Mi abuela recordaba los trucos para destetar a mi padre, los pezones untados con ajo y cebolla y el cuerpo consumido, su voz soñadora y triste, una línea de pelo blanco bajo su pañuelo negro, el pecho hundido y la respiración asmática. Se agarraba a los muebles para andar y salía a la puerta de casa para vigilar el camino en silencio, su mirada lejos, muy lejos (y era ahí, en su silencio, en lo que nos ocultaba, donde realmente vivían sus historias, ella, hermética y solitaria, a salvo bajo su traje negro). Años después de su muerte me senté en aquel lugar de la entrada. El cielo entre los huecos de la parra, la puerta cerrada del pequeño taller de mi abuelo, el humo de las chimeneas sobre los tejados de pizarra, el camino que se desdoblaba en dos, a la derecha el pueblo, a la izquierda, una senda hacia el río. Recordé las tardes donde abríamos una senda en los prados y sentíamos la emoción y el peligro de algo indefinido que estaba por ocurrir, el vuelo de las libélulas sobre el río, el cielo que se movía sobre nosotros como una extraña maquinaria, el olor a laurel y truchas en la cesta de mimbre de mi padre, la vuelta a casa hambrientos y la posibilidad de otro horizonte. Desde aquel lugar de mi abuela se entreveía un mundo desaparecido.

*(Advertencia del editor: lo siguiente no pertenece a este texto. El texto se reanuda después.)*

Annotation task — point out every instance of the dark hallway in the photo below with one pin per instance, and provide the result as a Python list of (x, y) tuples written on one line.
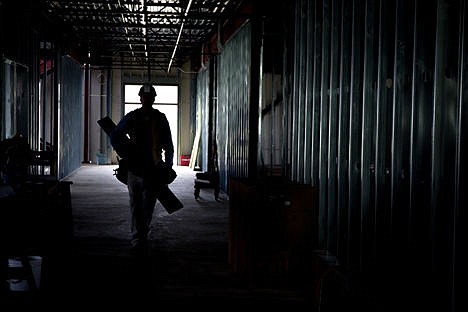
[(187, 263)]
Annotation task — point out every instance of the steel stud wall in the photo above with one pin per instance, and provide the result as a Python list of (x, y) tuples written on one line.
[(379, 124)]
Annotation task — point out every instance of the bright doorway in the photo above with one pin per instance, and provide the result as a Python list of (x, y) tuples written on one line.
[(166, 102)]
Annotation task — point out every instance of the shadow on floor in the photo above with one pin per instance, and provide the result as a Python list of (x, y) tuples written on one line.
[(187, 263)]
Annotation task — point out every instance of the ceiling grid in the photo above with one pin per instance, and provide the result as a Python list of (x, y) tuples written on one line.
[(153, 34)]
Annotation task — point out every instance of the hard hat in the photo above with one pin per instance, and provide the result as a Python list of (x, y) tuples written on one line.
[(147, 88)]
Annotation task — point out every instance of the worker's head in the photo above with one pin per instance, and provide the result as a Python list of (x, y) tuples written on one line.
[(147, 88), (147, 93)]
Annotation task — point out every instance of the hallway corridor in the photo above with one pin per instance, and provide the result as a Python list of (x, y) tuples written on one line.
[(188, 259)]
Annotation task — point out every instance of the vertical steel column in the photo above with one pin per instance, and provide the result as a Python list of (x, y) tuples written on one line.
[(324, 104), (354, 144), (343, 129), (333, 126), (368, 138)]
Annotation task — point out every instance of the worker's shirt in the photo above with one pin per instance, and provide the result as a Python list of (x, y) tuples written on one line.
[(149, 135)]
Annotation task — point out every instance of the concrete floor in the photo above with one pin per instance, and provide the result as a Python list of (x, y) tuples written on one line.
[(187, 265)]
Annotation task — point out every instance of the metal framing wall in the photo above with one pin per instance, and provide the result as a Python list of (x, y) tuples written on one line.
[(379, 123), (233, 111)]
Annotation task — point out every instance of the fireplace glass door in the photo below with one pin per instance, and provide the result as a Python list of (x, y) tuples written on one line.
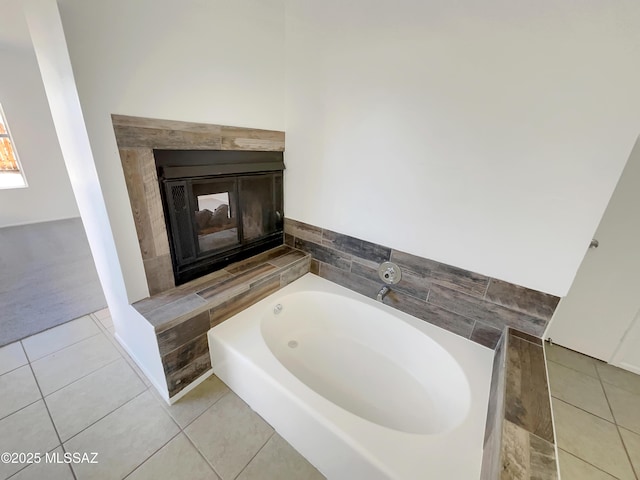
[(216, 214)]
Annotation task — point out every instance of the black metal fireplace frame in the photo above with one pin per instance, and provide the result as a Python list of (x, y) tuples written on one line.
[(180, 169)]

Mis tías hablaban de verbenas mientras cocinaban (el crepitar del fuego, el golpe seco del hacha en los huesos para el caldo, las tripas de las truchas en un papel de periódico, sus manos rápidas y seguras, sus pequeños pasos de baile, sus sonrojos que creían invisibles). Los bailes acababan con el inicio de la noche y mis tías volvían a casa por el camino blanco con la ilusión de una aventura desconocida, el tacto de una mano en la espalda, el olor a colonia de una mejilla enrojecida, los pisotones de los muchachos torpes. Creían en un mundo secreto fuera de esos montes, en la vida como un destino escondido que está por aflorar y en la risa como salvación. Mis tías guardaban una fotografía rota, están sentadas en un prado, los vestidos floreados, un ramo de flores silvestres en la mano, la sonrisa apacible, la línea irregular donde se cortó la fotografía (y que dejó el umbral de un vacío).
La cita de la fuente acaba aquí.